Wermelskirchen Philipp Scharrenberg bringt Narrenwerk in die Katt

Wermelskirchen · Locker-flockig Reime bauen, spontan aus dem Bauch, frisch und frei und draufgehauen - Scharrenberg kann's auch. Der Poetry-Slammer, Satiriker und Wortfechter Philipp Scharrenberg (früher Scharri) zeigte in der Katt, was er drauf hat. Der Meister im deutschsprachigen Poetry Slam 2016 ließ sich nicht lumpen. Der 40-Jährige machte mit Zottelhaaren, Schlabberlook und den weit ausladenden Gesten des Hip-Hoppers eine gute Figur als Berufsjugendlicher. Aber noch viel besser zündeten seine Reime. Er schoss sie messerscharf im Schnellfeuertakt aufs Publikum - intelligent, witzig, überraschend.

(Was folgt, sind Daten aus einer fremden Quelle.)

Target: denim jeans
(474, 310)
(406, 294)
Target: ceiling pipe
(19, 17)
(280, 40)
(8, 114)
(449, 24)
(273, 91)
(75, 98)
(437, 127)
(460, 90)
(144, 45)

Grandios daran: Seine Zeilen wirken nicht nur durch den Effekt des Gereimten, gerade der Inhalt hat es in sich. Wenn er mit bitterbösen Zeilen "Dicke Kinda - setzt dich hin da" reimt und damit in sechs Worten die Eltern gleich mit abwatscht, ist das die hohe Kunst, in der Kürze Würze unterzubringen. Auch das ungereimte Gespräch über die Renaissance des Buches, das zwei Rentner 2070 führen, die sich heute als Jugendliche in Kanak-Sprak unterhalten, fördert das Nachdenken: "Verstehst du kein Wort bei dem ihr sein Sprach'." So etwas erfordert die volle Konzentration der Besucher. Gerade noch über einen Super-Reim gefreut, haut Scharrenberger einem bereits den nächsten um die Ohren. "Es ist anstrengend - unmöglich, sich das alles zu merken", sagt eine Besucherin. Gleichwohl schafft es der Reime-Meister und Vers-Verkleister, die Leute bei der Stange zu halten. Er provoziert bewusst ("verstören mache ich ganz gerne"), er ist ein Narr im besten Sinne Till Eulenspiegels. Natürlich, er polarisiert. Nicht jede(r) konnte sich angesichts der eigenen Wampe über "Dicke Kinder" freuen. Aber gab es bei der Uraufführung von Peter Handkes "Publikumsbeschimpfung" 1966 handfeste Tumulte, blieb das Publikum beim Spottgedicht über die Besucher in der Katt - "das Klatschvieh-Publikum" - weitgehend ruhig. Allerdings war zu spüren, wie die Stimmung kurzzeitig kippte. Ein Besucher, der spontan aufstand und dem Künstler entgegenschleuderte: "Doch wir bezahlen hier, Du Sack, sonst säß'st Du auf der Straße splitternackt!" bekam Publikumsapplaus. Vom Künstler so gewollt?

"So etwas passiert sehr selten", sagte Scharrenberg locker. Aber wir sind ja auch in Wermelskirchen.